Tujuan adanya pembagian atau pelimpahan wewenang kepada daerah ini yakni dalam rangka meningkatkan pelayanan masyarakat juga proses pembangunan di daerah. Melalui UU No. 23 Tahun 2014, akhirnya Pemda diberikan kewenangan untuk menjalankan otonomi mereka sendiri. UU ini dibentuk berdasarkan pada prinsip negara kesatuan, meski pada akhirnya Pemda dijalankan dengan tetap bertanggung jawab kepada pemerintah pusat (Palullungan, 2023). Hal tersebut dapat dimaknai bahwa hubungan antara Pemda dan pemerintahan pusat harus diciptakan dengan harmonis guna memelihara iklim pemerintahan yang baik agar pembangunan yang ada di daerah terus berlanjut. Selanjutnya hubungan ini diejawantahkan ke dalam tiga macam asas Pemda: “asas desentralisasi, asas dekonsentrasi dan tugas pembantuan” (Budiman, 2021).

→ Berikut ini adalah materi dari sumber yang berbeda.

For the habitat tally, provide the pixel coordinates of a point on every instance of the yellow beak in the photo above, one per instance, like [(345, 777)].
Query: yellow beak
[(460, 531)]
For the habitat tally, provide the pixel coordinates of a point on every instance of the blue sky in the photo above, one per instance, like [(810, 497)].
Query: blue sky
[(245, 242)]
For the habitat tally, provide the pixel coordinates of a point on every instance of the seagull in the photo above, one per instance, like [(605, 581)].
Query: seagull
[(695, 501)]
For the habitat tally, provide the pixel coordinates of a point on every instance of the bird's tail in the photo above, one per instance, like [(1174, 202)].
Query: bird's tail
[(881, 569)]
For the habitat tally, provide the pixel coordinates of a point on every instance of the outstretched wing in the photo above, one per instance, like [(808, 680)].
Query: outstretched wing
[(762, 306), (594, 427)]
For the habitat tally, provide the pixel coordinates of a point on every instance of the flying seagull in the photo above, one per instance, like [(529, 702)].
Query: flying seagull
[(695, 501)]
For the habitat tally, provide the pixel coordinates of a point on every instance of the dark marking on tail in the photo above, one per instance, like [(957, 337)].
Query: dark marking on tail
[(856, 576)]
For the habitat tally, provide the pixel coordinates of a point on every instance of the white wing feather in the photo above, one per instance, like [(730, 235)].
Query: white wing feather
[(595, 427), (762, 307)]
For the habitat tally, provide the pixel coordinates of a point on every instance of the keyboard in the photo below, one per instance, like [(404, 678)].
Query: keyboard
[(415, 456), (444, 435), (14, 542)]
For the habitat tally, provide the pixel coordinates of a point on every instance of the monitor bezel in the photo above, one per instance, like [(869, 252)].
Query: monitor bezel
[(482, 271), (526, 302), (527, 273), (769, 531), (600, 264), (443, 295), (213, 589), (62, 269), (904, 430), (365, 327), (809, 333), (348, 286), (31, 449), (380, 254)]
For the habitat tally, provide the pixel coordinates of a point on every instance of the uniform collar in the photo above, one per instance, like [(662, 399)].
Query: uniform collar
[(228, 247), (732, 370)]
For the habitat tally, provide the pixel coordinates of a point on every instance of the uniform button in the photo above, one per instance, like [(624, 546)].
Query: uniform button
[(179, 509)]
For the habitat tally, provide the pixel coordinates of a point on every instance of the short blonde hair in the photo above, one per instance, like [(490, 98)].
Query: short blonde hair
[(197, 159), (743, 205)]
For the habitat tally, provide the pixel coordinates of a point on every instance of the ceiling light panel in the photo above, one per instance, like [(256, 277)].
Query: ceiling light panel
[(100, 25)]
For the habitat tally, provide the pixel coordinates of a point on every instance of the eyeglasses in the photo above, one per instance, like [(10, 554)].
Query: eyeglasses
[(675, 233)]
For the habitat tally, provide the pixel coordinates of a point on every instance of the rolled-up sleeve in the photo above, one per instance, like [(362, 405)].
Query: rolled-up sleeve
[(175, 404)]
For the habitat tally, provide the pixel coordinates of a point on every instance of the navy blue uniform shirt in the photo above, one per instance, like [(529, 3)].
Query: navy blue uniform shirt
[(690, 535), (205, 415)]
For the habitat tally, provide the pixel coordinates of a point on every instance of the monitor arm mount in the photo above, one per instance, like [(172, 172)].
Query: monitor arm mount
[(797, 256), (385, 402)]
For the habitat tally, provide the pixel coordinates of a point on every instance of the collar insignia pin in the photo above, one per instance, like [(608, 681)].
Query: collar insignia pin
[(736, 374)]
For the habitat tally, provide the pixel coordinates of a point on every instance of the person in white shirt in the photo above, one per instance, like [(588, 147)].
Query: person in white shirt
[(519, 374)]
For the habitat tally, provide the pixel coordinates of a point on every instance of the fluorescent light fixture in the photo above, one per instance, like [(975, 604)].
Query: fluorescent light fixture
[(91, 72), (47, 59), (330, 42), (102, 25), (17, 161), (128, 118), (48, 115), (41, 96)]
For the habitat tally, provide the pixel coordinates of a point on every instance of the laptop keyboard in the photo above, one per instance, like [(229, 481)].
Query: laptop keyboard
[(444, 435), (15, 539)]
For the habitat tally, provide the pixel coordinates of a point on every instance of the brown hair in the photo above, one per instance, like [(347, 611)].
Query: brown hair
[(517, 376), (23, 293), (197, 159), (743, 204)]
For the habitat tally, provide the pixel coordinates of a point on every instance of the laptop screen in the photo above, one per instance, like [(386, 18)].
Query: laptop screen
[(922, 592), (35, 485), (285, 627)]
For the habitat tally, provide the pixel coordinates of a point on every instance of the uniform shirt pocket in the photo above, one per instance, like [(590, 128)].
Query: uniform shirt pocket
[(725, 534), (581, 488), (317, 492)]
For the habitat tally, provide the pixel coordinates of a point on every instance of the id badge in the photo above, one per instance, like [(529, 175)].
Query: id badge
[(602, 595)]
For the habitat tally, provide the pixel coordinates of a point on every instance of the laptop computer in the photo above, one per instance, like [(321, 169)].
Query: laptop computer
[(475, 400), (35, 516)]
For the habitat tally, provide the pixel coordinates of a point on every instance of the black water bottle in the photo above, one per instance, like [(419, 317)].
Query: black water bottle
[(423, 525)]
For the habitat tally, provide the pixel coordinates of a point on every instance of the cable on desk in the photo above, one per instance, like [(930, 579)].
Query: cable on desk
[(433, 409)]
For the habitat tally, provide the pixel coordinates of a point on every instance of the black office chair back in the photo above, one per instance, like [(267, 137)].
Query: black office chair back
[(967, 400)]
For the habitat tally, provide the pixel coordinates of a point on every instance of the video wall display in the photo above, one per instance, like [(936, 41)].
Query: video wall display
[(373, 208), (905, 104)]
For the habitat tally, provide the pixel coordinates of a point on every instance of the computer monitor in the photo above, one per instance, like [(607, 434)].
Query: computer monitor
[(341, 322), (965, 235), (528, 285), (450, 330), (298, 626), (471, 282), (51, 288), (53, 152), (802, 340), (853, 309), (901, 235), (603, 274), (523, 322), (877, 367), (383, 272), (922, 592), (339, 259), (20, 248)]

Pemda yang memiliki otonomi ini, berarti bahwa mereka dapat mengatur dan mengurus wilayahnya sendiri, termasuk membentuk aturan hukumnya sendiri dengan cara membentuk peraturan daerah atau perda (Dewi dkk., 2020). Sebagaimana ketentuan Pasal 18 ayat (6) UUD NRI 1945, bahwa perda dan peraturan-peraturan lain untuk melaksanakan otonomi dan tugas pembantuan memiliki posisi strategis karena diberikan landasan konstitusional yang jelas. Perda dan  peraturan-peraturan lain dibuat untuk menjamin bahwa pemerintahan dan pengaturan suatu wilayah sesuai dengan keinginan dan kebutuhan masyarakat. Perda sendiri juga merupakan satu di antara produk hukum yang menjadi komponen penting dari sistem hukum negara.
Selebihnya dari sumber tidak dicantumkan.